The Norwegian tax and welfare regime is tailored to incentivize behaviors and create conditions for outcomes that help create the values Norwegians want to live by. They want strong families, so they have parental leave and subsidized childcare. Compare this to the US, where the empty rhetoric of ‘family values’ is constantly undermined by failed tax policies and economic mythology. Norwegians believe in the dignity of work, so they have strong unions, gender pay equity laws and comprehensive unemployment insurance. Again, compare this to the right-wing agenda of ruthless capitalism for workers and pseudo-socialism for corporations.


It’s common to misrepresent Norway as socialist but this is another falsehood bellied by the facts on the ground. The conservative think tank Heritage Foundation’s Index of Economic Freedom, which measures how capitalist a country is by studying regulation and taxation (the Heritage Foundation has the usual conservative low tax biases), ranks Norway 28th in the entire world (the US is ranked 20th, while Canada is 9th). The mantra that low taxes on business are needed to encourage investment is again shown to be little more than a demented right-wing fantasy by what’s happening in Norway; the country has a fast growing start-up tech sector that has little problem attracting capital.

Managing natural resources properly requires a long-term mindset, which can’t be achieved unless the government plays a significant role.


One obvious explanation for Norway’s success is that it has benefitted immensely from oil production. Most production is in the hands of Equinor (better known by its former name, Statoil). The company was state owned for the first 29 years of its existence before being partially privatized in 2001. Equinor was a fully integrated company (production, refining and marketing) which allowed all Norwegians to benefit from its resource, keeping the jobs at home and not allowing multi-nationals like Exxon to waltz off with the lion’s share of the profits.
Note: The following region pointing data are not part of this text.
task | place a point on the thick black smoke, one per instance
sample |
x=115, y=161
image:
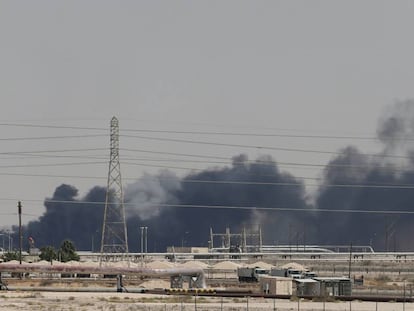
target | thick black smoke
x=174, y=209
x=67, y=217
x=372, y=183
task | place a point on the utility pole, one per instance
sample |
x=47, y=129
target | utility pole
x=114, y=231
x=19, y=208
x=350, y=260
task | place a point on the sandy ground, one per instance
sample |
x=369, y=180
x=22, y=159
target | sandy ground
x=10, y=300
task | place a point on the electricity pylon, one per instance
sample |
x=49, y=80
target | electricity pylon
x=114, y=231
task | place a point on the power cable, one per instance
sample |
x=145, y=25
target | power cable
x=233, y=207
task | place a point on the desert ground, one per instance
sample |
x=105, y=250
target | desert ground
x=22, y=300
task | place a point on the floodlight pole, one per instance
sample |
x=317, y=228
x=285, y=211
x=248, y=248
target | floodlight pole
x=19, y=207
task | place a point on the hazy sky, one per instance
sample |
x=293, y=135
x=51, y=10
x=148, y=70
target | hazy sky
x=274, y=67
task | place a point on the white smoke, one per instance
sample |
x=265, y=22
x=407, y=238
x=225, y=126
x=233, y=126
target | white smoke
x=145, y=196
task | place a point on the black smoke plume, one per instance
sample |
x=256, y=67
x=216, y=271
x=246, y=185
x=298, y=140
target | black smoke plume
x=174, y=209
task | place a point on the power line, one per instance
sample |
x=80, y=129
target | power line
x=257, y=147
x=215, y=133
x=239, y=182
x=52, y=164
x=51, y=137
x=234, y=207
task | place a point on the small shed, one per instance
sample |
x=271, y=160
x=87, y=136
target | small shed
x=335, y=286
x=307, y=287
x=274, y=285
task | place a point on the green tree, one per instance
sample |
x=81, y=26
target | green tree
x=48, y=253
x=67, y=252
x=9, y=256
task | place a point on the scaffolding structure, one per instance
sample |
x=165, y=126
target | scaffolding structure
x=114, y=231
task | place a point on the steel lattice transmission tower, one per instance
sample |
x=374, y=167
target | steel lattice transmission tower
x=114, y=231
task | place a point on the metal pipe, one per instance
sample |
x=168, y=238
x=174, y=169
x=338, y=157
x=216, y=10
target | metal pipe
x=84, y=269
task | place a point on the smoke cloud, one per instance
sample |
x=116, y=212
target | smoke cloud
x=174, y=209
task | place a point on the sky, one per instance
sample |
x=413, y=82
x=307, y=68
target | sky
x=227, y=73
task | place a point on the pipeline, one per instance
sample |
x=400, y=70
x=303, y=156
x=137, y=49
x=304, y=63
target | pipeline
x=195, y=274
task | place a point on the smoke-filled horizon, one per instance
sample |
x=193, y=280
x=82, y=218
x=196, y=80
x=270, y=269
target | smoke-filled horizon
x=178, y=211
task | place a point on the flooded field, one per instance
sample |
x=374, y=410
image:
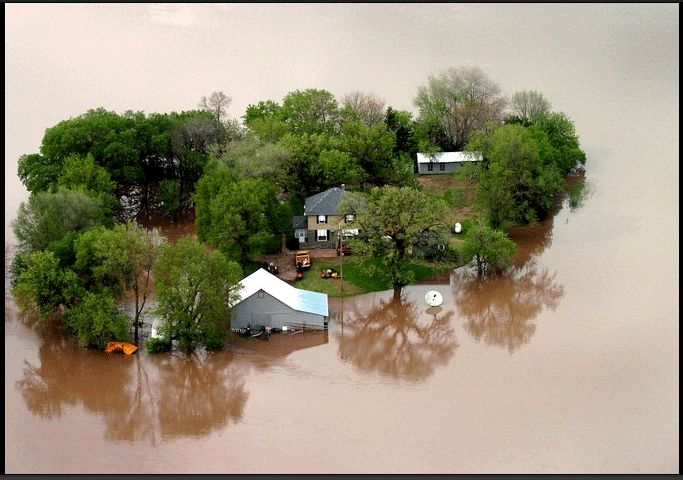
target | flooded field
x=567, y=364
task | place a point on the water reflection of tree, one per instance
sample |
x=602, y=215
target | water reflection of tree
x=396, y=340
x=139, y=397
x=500, y=310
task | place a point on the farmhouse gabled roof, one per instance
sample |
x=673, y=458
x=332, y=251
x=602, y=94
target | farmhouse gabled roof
x=449, y=157
x=299, y=222
x=295, y=298
x=324, y=203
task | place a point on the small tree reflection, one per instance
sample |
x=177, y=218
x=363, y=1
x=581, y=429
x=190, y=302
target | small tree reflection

In comparison, Canada quickly ditched its national oil company, Petro-Canada and instead allowed private companies, many of them foreign, to reap most of the profits. Most Canadian oil is sold unrefined to the US, foregoing billions of dollars every year. To top it off, successive conservative provincial governments in Alberta continually dropped oil and gas royalties since the early 1980s, with rates now a tenth of what they used to be. Essentially, Canada has done the opposite of what Norway did and given away its energy resources for far less than it could have received. How much has Canada lost due to this policy failure? Despite producing less than half the energy that Canada does, Norway has accumulated a sovereign wealth fund from its oil production of 1.4 trillion USD, or a staggering $259,000 for every single Norwegian citizen. Compare that to the pittance of Alberta’s $12 billion USD Heritage Fund (more than cancelled by $100 billion CAD in Alberta government debt).


This money means that Norway already has a huge leg up in the move away from fossil fuels and into renewable energy. While conservatives in Canada and the US wail about the huge cost of this transition, Norway has already invested heavily in alternative energy; two-thirds of its energy consumption is currently from renewables. The oil money means it will be able to do a lot more; for instance, by 2025 all new vehicles sold in the country will be zero-emission, and the government will subsidize this transition. The oil wealth also allows Norway to invest in other high growth areas, like IT and biotech. In short, Norway is a textbook example of how to properly manage a depleting natural resource.


Norway has an economy that works for its citizens. They have created a fair society in which those whose talents and efforts allow them to contribute more can still reap the rewards, but not at the cost of rest of society. Norwegians don't look at the world as only an individual competition; they see the need for cooperation and community. It's a model other countries should try to emulate.